Like with CST Brand’s Nice N Easy acquisition, there would be no overlapping market coverage in the Georgia and Florida markets, where it currently does not have any operations.
Couche-Tard, which has been known to aggressively seek out acquisitions, just announced it is unifying its brands under a global Circle K brand. Adding Flash Foods to the family would solidify its operations in the Southeast.
Couche-Tard has demonstrated both in action and in word that part of its investment strategy is to maximize value for its shareholders. It has been demonstrated in how it has integrated its acquisitions and learned from those acquisitions to strengthen its own offer,” Bishop said.
“The value of Flash Foods to Couche-Tard would be an established based of more than 170 locations it could add to its network both on the fuel and store side that would lower its cost of doing business, allowing it to be more competitive on key prices. It could also could benefit through the adoption of some of the best in class technological practices of Flash Foods to drive efficiencies throughout its entire network, and it could rebrand Flash Foods to reinforce its existing Circle K banner,” he added.
7-Eleven is another industry behemoth that has been hungry for acquisitions and could find comparable benefits in Flash Foods as it saw in Tedeschi Food Shops, which it acquired earlier this year. Like Flash Foods, Tedeschi was strong regional company-owned and company-operated c-store chain with a sizeable store base at 182 stores—similar in size to Flash Foods’ 173 locations.

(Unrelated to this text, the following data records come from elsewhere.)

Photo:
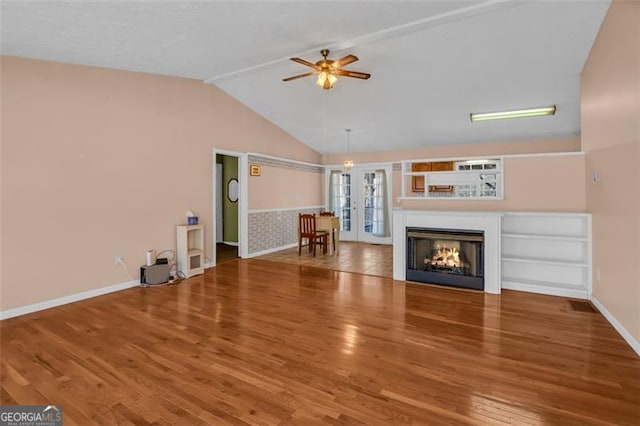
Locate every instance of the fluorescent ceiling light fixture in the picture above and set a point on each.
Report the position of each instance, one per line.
(520, 113)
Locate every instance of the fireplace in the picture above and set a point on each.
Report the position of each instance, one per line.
(450, 257)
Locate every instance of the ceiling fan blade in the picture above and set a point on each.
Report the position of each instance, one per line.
(345, 61)
(307, 63)
(354, 74)
(307, 74)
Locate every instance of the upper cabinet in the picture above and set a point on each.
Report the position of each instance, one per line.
(417, 182)
(453, 179)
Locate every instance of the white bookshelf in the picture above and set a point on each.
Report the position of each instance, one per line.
(468, 180)
(547, 253)
(190, 249)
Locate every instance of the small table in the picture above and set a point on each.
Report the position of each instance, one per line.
(329, 224)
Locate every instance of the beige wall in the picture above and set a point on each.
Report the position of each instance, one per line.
(278, 187)
(565, 144)
(610, 88)
(99, 163)
(535, 183)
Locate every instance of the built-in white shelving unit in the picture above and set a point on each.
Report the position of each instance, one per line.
(190, 249)
(547, 253)
(465, 180)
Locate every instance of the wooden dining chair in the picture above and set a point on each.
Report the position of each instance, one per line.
(307, 229)
(333, 231)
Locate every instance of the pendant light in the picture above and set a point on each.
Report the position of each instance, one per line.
(348, 164)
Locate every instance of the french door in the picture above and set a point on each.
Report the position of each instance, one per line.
(360, 198)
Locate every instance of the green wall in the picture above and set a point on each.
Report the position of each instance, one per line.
(229, 209)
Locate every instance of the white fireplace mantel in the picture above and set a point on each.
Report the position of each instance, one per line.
(488, 222)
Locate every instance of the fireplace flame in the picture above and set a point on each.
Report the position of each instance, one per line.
(445, 256)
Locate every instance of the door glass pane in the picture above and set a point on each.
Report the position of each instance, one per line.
(342, 199)
(373, 204)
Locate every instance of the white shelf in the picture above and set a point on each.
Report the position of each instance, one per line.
(545, 237)
(543, 287)
(547, 253)
(480, 183)
(544, 261)
(190, 249)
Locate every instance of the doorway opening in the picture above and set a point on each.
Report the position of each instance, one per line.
(360, 198)
(227, 207)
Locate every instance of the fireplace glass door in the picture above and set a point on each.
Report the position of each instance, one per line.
(448, 257)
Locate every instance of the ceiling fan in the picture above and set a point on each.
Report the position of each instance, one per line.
(327, 70)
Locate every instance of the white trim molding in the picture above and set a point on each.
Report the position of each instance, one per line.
(635, 345)
(40, 306)
(285, 209)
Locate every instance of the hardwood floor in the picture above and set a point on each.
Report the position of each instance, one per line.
(362, 258)
(261, 342)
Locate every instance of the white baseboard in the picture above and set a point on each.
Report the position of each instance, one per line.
(271, 250)
(40, 306)
(551, 291)
(635, 345)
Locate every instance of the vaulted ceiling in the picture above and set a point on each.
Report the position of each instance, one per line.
(432, 62)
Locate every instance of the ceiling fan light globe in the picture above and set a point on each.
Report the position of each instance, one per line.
(326, 80)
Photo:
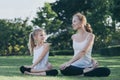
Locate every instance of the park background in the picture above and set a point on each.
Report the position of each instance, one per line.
(55, 18)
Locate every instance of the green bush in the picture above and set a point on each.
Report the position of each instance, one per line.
(61, 52)
(111, 51)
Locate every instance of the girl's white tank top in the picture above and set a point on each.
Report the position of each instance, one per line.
(85, 61)
(43, 63)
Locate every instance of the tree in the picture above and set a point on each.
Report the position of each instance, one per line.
(96, 11)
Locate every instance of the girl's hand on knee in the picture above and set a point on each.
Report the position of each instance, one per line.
(28, 66)
(63, 66)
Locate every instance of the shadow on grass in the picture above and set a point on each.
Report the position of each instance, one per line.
(9, 66)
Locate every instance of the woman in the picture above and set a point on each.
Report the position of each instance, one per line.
(83, 40)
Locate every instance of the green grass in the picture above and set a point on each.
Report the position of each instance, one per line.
(9, 68)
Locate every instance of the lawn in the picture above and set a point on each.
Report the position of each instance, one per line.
(9, 68)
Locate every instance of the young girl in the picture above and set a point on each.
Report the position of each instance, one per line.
(82, 62)
(40, 51)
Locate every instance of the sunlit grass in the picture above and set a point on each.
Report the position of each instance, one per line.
(9, 68)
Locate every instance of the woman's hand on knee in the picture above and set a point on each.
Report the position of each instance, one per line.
(63, 66)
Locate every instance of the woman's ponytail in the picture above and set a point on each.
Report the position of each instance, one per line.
(88, 28)
(31, 43)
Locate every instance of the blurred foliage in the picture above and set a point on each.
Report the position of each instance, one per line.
(14, 37)
(55, 18)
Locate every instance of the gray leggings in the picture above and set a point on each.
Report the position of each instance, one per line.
(98, 72)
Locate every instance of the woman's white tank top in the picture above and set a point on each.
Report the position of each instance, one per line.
(43, 63)
(85, 61)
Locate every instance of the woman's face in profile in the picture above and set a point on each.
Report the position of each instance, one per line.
(76, 23)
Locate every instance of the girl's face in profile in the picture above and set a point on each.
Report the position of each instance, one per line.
(40, 37)
(76, 24)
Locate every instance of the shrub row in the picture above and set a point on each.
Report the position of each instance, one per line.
(111, 51)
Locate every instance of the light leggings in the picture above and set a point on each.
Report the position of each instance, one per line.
(97, 72)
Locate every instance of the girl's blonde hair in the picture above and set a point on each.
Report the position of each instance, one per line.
(32, 43)
(83, 20)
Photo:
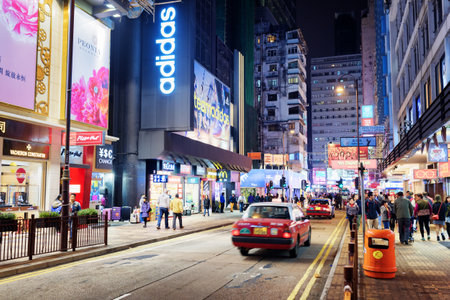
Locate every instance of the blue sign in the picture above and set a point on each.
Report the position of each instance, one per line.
(168, 166)
(363, 142)
(160, 178)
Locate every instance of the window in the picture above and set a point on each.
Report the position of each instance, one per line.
(272, 97)
(293, 80)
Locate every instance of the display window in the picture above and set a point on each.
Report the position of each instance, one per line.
(21, 183)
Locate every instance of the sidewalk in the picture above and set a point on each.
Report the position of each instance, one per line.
(422, 272)
(121, 236)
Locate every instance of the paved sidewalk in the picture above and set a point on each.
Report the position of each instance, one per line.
(423, 269)
(121, 236)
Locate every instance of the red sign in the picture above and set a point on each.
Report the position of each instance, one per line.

“The value of Flash Foods to 7-Eleven would be to help it strategically strengthen its ability to pursue emerging product service offerings that they are currently pursuing with strategic partners for alternative routes to market (for example, its direct delivery initiatives),” Bishop said.
7-Eleven is looking to continue to expand its presence in the U.S. and it is really the only true national player—although most of its stores are franchise operations—adding appealing partners it can collaborate with could add more appeal to its franchise base. Having a national presence allows it to further pursue these alternative routes to market, noted Bishop.